In light of the 500th anniversary of the Reformation, and a desire to see further revival among Christians today, two topics I am highlighting at A Puritan's Mind for the whole year is a focus on Pastoral Theology and Expository Preaching. I've already posted a short series on Pastoral Theology. It is here on the board, and here at APM.

At this point, I'm going to go through a series on expository preaching. My intention, hopefully, and prayerfully, is to spark preachers to really _preach the Word_, and think through just what that means. I've read and reread the best works on the subject, and I'm going to pull sections, quotes and such from them and expound on them a bit, while highlighting key Scriptures that direct and exhort preachers to preach in a specific manner. As John Brinsley said, with _boldness, faithfulness, and plainly_. And, in good homiletics, as William Perkins, John Strickland and Peter van Mastricht said, preachers should read the text, explain the text, pull a doctrine from the text, make some arguments about that doctrine, and then apply the doctrine to the lives of the people. 

Here is the first, which is an exhortation to _preach the word; i.e. _that expository preaching is the only way to truly preach, and the best method of preaching.
_



_


----------



## BG (May 2, 2017)

Looking forward to this series


----------



## C. Matthew McMahon (May 4, 2017)

Expository preaching is the best method of preaching. Preaching may be textual, topical, hortatory, doctrinal, practical, alarming, consolatory, on a long passage or on a short text of Scripture, and yet it is ALWAYS expository. 

Peter van Mastricht wrote an excellent work called...."The Best Method of Preaching." Mastricht says that the best way to preach is the easiest and least cumbersome to his hearers.

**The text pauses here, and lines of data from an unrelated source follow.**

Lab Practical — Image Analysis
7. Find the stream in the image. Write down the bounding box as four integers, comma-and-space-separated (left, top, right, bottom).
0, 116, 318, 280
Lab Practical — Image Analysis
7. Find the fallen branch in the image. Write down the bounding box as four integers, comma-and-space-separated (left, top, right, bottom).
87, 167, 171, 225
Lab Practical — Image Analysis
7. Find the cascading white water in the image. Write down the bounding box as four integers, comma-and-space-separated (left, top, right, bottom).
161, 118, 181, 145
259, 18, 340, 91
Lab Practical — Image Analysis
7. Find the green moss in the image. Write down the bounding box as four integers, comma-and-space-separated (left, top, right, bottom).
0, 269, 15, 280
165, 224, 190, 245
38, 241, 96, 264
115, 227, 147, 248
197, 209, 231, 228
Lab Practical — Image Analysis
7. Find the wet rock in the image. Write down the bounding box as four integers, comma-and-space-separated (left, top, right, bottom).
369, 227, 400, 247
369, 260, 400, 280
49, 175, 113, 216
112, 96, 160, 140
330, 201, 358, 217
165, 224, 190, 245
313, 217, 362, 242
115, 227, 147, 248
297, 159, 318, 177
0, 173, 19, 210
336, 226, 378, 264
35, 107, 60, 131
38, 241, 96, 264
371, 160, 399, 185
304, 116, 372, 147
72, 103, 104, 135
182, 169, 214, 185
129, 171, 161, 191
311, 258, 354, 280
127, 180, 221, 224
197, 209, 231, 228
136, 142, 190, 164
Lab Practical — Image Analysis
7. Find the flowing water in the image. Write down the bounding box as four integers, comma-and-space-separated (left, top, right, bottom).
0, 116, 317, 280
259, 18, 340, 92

Interestingly, he makes a plea for “more is better” in preparation because the minister can more easily cut away further study from the sermon than add to it once they are in the mode of homiletics. _Preparation_ is important because the minister ties his meditations of the text on universal ideas that he can always go back to at another time for further study. Hearers can follow more easily a shaped sermon than random ideas. Such preparation orders his thoughts with the goal of _the practice of piety_ for the hearer before the face of God. But, such preaching, in its best method, is expository.


----------



## C. Matthew McMahon (May 11, 2017)

Your sermon ought not be an exegetical lecture.
Results are for the pulpit, not your journey to get there.


----------



## BG (May 13, 2017)




----------



## C. Matthew McMahon (May 15, 2017)

I'm always somewhat amazed at preachers who think the word of God _needs help_. They often shower their introductions with 2, 3, 4, 5, illustrations, anecdotes, family memories, etc., as if their illustrations, anecdotes, and family memories, can "help" the word. As if to think that all those hearers in the pews have come especially to hear something about _them, _and to be entertained by their family memories, trips to the grocery store, holiday mishaps, and the like. If the word of God is rightly explained, the use of those long, cumbersome, 5 minute illustrations and such will quickly die by the wayside. Such things _detract _from the preached word. They waste time. 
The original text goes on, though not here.